Top-seeded Vols prove tough to beat
How do you beat Tennessee? That question has remained unanswered most of this year, and still is after the Vols--now an incredible 56-7--took care of Alabama State, Campbell and Georgia Tech (in that order) in this past weekend's Knoxville regional.
Campbell and Tech appeared--for a while--to have answers for much of Saturday and Sunday. Each jumped out to 4-0 leads against Tennessee and knocked out the Vols' starting pitchers early in each game.
The problem: you've got to get 27 outs against that lineup. On Saturday, the Vols rallied for 12 runs in the last six innings, including four in the ninth to salt away a 12-7 win. The formula on Saturday was the long ball: Jorel Ortega, Drew Gilbert, Blake Burke and Cortland Lawson each hit one, accounting for nine RBIs between their respective blasts.
On Sunday, Tennessee fell behind 4-2 heading into the top of the ninth, but scored seven in the bottom of the inning. with five different Vols contributing RBIs in that inning.
Another difference-maker was Tennessee's bullpen. Kirby Connell ate four innings, allowing two runs and slowing the Campbell offense just enough for Tennessee to get some distance. Will Mabrey was even better on Sunday, firing 3 2/3 scoreless innings.
The unexpected: Vol starting pitchers Chase Dollander (2 2/3 innings, four runs, two earned) and Drew Beam (3 2/3, four runs, two earned) weren't good. But consider the opposition: Georgia Tech ranks second in the country in runs scored per game, and Campbell is 11th.
And that part might be important: probably no team was given a more offensive-heavy opposition in its regional than the Vols, and yet Tennessee still got through its regional unbeaten.
Now the Vols will face the other extreme in Notre Dame, its super regional opponent. The Fighting Irish rank seventh nationally in ERA and 14th in fielding percentage.
Aggies sweep through College Station regional
Texas A&M was the fifth national seed and looked like it, beating Oral Roberts, Louisiana and TCU by a combined 32-17. In the finale vs. TCU, the Aggies rallied for seven for a come-from-behind, 15-9 win late on Sunday. First baseman Jack Moss (who was named regional MVP) had two hits and drove in three while Dylan Rock (whom we put on our All-SEC first team) led the team with five RBIs, including a home run.
The question mark for the Aggies has been pitching beyond Nathan Dettmer and Jacob Palisch, and that didn't really get resolved this weekend.
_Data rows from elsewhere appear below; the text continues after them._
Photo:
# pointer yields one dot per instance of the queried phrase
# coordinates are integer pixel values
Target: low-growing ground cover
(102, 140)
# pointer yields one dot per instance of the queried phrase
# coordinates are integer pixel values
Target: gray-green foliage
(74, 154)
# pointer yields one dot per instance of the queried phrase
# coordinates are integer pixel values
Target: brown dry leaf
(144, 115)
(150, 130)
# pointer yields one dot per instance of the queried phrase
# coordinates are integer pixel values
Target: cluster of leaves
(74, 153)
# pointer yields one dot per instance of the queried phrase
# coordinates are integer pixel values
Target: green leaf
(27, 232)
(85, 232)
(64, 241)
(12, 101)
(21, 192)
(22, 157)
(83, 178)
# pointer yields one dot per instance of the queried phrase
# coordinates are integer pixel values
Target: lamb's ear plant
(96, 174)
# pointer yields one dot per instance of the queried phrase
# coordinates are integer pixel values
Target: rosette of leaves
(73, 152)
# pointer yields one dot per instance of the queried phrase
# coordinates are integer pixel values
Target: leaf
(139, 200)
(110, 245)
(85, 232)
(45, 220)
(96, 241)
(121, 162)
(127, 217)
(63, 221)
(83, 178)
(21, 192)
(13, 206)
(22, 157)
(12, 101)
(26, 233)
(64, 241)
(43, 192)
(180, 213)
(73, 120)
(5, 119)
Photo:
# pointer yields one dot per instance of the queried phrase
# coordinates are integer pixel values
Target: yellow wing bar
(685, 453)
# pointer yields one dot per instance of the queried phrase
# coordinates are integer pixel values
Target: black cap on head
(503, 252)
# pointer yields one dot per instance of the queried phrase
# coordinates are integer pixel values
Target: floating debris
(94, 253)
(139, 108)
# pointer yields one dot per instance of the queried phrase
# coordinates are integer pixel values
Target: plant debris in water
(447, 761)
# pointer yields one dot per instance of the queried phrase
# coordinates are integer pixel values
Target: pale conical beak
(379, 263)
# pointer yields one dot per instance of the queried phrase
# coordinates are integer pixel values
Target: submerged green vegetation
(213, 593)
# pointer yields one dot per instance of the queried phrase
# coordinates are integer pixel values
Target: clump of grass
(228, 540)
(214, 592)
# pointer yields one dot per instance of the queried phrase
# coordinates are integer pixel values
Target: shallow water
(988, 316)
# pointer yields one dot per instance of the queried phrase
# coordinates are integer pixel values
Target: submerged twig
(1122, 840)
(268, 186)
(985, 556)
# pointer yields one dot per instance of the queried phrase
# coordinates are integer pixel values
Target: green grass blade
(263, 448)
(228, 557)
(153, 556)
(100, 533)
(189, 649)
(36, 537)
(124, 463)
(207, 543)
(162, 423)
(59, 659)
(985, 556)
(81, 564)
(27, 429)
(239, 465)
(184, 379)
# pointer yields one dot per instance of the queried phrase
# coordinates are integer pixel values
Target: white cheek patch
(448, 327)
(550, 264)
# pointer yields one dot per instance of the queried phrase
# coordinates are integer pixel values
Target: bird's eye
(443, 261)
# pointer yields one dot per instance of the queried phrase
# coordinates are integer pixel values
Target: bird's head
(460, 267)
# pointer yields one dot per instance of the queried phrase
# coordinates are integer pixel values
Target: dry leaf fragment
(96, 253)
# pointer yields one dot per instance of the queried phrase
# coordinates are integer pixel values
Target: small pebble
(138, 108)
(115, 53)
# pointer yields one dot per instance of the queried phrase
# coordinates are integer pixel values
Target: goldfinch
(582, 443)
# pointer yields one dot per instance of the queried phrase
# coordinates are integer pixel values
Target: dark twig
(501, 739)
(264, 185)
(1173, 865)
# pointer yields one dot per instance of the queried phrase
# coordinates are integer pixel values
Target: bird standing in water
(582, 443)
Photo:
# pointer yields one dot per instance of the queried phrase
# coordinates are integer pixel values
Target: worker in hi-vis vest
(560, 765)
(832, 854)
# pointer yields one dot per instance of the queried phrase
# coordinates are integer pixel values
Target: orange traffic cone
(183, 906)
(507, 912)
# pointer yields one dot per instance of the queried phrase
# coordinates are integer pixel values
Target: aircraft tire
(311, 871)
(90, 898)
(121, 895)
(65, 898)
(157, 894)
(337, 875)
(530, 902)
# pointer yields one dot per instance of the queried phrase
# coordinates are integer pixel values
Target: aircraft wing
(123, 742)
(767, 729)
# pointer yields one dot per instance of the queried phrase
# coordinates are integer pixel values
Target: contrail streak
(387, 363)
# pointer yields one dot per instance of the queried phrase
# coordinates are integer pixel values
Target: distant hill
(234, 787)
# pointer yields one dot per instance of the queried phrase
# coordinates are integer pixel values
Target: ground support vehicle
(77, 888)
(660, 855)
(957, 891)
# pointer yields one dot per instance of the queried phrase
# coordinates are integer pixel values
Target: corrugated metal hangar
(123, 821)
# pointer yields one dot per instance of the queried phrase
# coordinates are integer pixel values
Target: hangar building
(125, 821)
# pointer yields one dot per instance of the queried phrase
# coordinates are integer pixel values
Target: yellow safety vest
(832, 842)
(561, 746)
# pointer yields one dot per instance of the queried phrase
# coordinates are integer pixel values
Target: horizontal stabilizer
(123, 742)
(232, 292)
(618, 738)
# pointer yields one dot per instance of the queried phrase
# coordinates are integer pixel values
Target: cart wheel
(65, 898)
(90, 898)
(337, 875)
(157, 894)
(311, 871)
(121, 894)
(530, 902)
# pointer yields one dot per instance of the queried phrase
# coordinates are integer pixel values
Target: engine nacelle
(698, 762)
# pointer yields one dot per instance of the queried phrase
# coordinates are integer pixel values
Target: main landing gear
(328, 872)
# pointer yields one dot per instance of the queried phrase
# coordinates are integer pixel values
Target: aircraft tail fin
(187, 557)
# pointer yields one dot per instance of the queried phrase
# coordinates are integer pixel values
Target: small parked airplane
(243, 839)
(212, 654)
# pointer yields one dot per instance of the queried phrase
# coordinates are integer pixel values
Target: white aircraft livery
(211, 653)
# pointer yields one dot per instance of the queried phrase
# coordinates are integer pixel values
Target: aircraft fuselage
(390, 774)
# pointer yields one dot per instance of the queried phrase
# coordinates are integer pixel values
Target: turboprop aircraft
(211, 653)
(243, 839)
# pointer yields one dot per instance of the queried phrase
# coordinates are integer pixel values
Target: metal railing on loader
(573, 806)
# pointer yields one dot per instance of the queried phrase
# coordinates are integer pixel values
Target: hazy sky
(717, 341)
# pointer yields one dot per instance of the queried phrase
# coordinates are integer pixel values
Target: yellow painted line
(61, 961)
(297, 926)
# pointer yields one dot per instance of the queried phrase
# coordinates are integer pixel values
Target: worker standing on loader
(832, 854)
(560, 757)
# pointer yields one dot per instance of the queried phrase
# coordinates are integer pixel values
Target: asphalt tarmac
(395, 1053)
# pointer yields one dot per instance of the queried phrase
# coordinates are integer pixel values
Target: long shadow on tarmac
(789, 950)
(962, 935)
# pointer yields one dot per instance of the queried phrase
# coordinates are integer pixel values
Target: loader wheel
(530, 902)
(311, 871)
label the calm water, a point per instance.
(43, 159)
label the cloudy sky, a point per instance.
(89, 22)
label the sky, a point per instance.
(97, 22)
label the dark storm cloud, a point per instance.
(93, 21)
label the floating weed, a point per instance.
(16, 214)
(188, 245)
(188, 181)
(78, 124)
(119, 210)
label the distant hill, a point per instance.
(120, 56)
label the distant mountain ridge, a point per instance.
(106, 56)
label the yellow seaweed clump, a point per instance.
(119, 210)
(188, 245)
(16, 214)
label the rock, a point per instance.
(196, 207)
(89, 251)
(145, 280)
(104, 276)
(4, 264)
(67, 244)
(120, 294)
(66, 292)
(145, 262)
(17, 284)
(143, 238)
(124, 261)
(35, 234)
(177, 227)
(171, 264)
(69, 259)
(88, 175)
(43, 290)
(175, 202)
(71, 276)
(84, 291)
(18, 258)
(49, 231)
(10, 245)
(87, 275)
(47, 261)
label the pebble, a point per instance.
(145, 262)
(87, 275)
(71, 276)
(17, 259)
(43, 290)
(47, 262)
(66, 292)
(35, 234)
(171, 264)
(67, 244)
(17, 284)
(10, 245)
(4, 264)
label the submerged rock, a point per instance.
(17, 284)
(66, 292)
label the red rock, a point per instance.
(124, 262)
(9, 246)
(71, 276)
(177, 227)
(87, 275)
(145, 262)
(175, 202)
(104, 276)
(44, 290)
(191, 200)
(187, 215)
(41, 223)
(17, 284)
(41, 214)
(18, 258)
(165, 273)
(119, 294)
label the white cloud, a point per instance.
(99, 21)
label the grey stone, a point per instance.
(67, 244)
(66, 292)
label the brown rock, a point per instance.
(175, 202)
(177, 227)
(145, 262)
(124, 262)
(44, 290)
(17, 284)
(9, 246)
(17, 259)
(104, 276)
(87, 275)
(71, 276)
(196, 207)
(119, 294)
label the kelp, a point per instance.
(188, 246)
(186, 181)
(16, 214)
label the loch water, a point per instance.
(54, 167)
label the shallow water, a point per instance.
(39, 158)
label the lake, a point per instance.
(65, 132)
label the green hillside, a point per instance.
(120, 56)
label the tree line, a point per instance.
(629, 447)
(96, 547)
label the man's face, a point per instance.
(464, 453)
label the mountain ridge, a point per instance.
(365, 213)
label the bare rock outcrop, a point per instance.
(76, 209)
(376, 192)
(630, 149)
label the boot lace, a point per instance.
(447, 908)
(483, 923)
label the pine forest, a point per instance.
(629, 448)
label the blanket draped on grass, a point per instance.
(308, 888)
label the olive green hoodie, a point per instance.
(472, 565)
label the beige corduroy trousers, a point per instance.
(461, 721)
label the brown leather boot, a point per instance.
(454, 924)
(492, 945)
On the bright side, Micah Dallas (five innings, one run, but just one strikeout) pitched more like the Dallas that Texas A&M expected after he transferred from Texas Tech, and that helps. Palisch (three scoreless innings, all vs. Louisiana) was good again, but Dettmer (four innings, six runs vs. Louisiana) was shaky for his fifth outing in a row.
But the Aggies scored more runs than any team in the SEC in league games, and they pounded out 38 hits in three games this weekend. With a home date next weekend against either Louisville or Michigan--neither of which are good on the mound--that formula may be good enough to get the Aggies to Omaha.
Georgia bows out at UNC
Georgia didn't go quietly from the Chapel Hill regional. The Bulldogs' Chaney Rogers hit a three-run homer to cut North Carolina's lead on Sunday to 6-5 in the ninth inning. Josh McAllister darn-near tied it with a blast of his own, but UNC outfielder Vance Honeycutt instead reached over the wall to take away a would-be home run and Georgia couldn't finish from there.
Pitcher Jonathan Cannon was the most important player the Bulldogs had, and unfortunately his late-season slide continued as he allowed five runs in 3 2/3 innings vs. VCU on Friday. The Bulldogs figured to have little shot to advance without brilliance from Cannon on Friday and that proved to be the case, even though UGA spanked Hofstra, 24-1, on Saturday.
Georgia finishes the season at 36-23. We may have seen the last of brothers Cole and Connor Tate--the Bulldogs' best two lineup pieces this year--who gave Georgia fans so many thrills over the past few years (Cole's been at Georgia since 2018, and Connor, since 2019).